Ahora señala a un estudiante de cuarto pelirrojo y alto.
– Chris Bentham. El que está al lado de Doug. Es James Madison, clase de 1771. Se sabe por los botones de la camisa. El botón superior es el sello de Princeton, porque Madison fue el primer presidente de la asociación de alumnos. Y el cuarto botón es una bandera de Estados Unidos.
Hay algo mecánico en su voz, las inflexiones de un guía turístico, como si leyera un guión que llevara en la cabeza.
– Invéntate un disfraz -interviene Katie, uniéndose a nosotros desde el pie de la escalera. La miro desde arriba, y el ángulo me permite apreciar de otra manera su vestido.
– Escuchad -dice Gil, mirando al fondo-, tengo que ir a encargarme de algo. ¿Podréis quedaros solos un par de segundos?
Junto a la barra está Brooks, señalando con el dedo a un camarero con guantes blancos que está apoyado con todo su peso contra la pared.
– Uno de los camareros está borracho -dice Gil.
– No te preocupes por nosotros -le digo, y me doy cuenta de lo delgado que se le ve el cuello a Katie desde esta altura: es el tallo de un girasol.
– Si necesitáis algo -añade-, decídmelo.
Comenzamos a bajar juntos. La banda toca Duke Ellington, las copas de champán tintinean, y el pintalabios de Katie tiene un brillo rojo intenso, del color de un beso.

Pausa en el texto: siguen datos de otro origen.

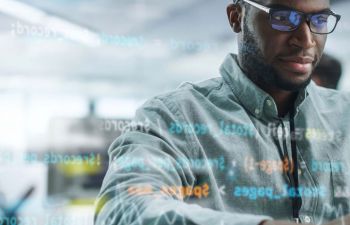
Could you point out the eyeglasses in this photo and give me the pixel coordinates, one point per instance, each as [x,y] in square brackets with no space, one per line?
[289,20]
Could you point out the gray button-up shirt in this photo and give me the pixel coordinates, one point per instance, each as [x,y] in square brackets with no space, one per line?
[216,152]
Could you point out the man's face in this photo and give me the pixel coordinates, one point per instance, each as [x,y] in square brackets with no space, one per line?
[276,59]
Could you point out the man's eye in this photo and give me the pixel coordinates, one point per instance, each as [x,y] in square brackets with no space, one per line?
[280,18]
[321,20]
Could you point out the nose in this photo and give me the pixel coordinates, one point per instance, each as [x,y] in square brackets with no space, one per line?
[302,37]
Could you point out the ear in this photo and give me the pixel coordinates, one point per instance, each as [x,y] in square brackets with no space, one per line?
[234,14]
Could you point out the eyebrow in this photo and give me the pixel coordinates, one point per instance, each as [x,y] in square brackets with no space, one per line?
[280,6]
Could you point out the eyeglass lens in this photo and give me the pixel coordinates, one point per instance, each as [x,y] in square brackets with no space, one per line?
[288,20]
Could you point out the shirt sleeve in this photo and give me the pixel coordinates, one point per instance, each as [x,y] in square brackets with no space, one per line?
[142,163]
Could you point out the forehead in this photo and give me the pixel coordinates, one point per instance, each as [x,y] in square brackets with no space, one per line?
[301,5]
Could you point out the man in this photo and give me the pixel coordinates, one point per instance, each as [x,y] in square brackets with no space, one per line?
[328,72]
[261,145]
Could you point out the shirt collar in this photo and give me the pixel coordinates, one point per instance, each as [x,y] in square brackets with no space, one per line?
[251,97]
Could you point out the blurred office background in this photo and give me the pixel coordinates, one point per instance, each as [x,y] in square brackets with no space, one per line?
[72,72]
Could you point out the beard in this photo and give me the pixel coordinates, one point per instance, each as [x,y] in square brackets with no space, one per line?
[255,67]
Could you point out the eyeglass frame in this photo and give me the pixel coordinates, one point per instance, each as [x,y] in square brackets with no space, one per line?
[306,16]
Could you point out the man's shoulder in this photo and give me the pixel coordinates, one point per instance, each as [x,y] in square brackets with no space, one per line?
[189,90]
[330,97]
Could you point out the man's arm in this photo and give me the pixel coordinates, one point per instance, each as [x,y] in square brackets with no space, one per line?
[132,189]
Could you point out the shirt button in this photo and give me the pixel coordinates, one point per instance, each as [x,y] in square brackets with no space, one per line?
[307,219]
[269,102]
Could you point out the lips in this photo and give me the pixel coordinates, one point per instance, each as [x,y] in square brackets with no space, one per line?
[297,64]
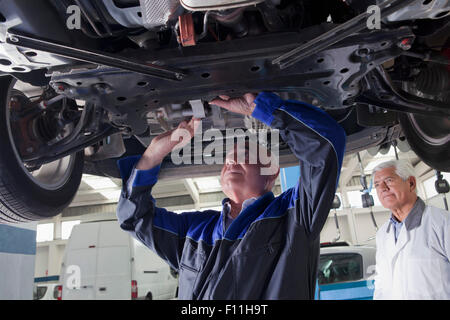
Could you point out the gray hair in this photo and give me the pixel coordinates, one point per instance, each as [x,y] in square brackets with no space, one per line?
[402,168]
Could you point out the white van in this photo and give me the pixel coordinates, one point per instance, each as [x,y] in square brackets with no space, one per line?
[102,262]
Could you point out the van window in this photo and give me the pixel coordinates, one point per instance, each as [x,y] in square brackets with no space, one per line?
[340,267]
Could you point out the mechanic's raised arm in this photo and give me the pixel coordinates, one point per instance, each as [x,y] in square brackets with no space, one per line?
[315,138]
[159,229]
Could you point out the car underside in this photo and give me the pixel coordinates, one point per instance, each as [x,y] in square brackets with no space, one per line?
[85,83]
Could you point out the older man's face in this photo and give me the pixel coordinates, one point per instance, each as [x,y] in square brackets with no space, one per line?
[392,190]
[239,174]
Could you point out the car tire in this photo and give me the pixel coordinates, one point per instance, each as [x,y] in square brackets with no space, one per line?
[23,198]
[429,138]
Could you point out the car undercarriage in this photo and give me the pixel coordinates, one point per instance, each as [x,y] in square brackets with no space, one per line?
[87,82]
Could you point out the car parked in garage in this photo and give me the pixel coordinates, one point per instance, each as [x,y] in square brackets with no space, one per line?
[101,262]
[346,272]
[87,82]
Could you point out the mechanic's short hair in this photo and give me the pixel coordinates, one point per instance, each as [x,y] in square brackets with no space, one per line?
[402,168]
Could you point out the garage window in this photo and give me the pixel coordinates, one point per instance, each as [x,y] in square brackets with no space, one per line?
[340,267]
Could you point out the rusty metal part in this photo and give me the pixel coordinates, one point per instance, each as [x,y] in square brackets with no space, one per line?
[187,32]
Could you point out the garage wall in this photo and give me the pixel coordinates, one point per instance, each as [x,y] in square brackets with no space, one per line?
[355,224]
[17,261]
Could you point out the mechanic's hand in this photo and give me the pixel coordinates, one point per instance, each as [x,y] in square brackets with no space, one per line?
[243,105]
[163,144]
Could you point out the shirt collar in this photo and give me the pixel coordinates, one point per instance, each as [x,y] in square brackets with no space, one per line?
[414,217]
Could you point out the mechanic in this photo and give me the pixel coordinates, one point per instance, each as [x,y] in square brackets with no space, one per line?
[270,248]
[413,246]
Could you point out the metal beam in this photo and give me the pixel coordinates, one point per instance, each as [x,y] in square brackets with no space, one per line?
[193,191]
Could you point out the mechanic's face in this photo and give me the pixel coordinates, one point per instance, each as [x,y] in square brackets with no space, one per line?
[241,178]
[393,191]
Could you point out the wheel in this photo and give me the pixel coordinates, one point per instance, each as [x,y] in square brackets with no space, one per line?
[429,138]
[30,194]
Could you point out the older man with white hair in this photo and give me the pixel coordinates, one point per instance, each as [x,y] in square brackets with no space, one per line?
[413,246]
[259,246]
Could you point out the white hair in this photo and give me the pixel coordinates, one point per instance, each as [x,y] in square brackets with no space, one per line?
[402,168]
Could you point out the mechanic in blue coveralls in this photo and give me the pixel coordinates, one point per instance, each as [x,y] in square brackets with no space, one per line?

– ¿Quieres bailar? -le digo mientras bajo del rellano.
Listen… rails a-thrumming… on the «A» train.
Katie sonríe y me coge de la mano.
Al llegar al pie de la escalera, Gil y yo separamos nuestros caminos.
Capítulo 26
La pista de baile está cinco grados más caliente que el resto del club: hay parejas apretujadas mezclándose y girando, un cinturón de asteroides de bailarines de balada, pero de inmediato me siento cómodo. Desde la noche en que nos conocimos en el Ivy, Katie y yo hemos bailado muchas músicas distintas. Cada fin de semana en Prospect Avenue los clubes contratan grupos que satisfagan todos los gustos, y en sólo unos meses ya hemos probado los bailes de salón, la música latina y todo lo que hay entre ambas cosas. Después de nueve años de bailar claque, Katie tiene más gracia y elegancia que tres bailarines juntos, lo que quiere decir que nuestro promedio es igual al de la pareja vecina. Aun así, yo, como obra de caridad de esta mujer, he llegado bastante lejos. Poco a poco vamos sucumbiendo al champán, y cuanto más bailamos, más osados nos volvemos. Logro dejarla caer en mis brazos sin caerme yo mismo encima de ella; ella logra dar vueltas, agarrada de mi brazo bueno y sin dislocar nada; pronto, nos volvemos un peligro público sobre la pista de baile.
– Ya he decidido quién soy -le digo, tirando de ella hacia mí.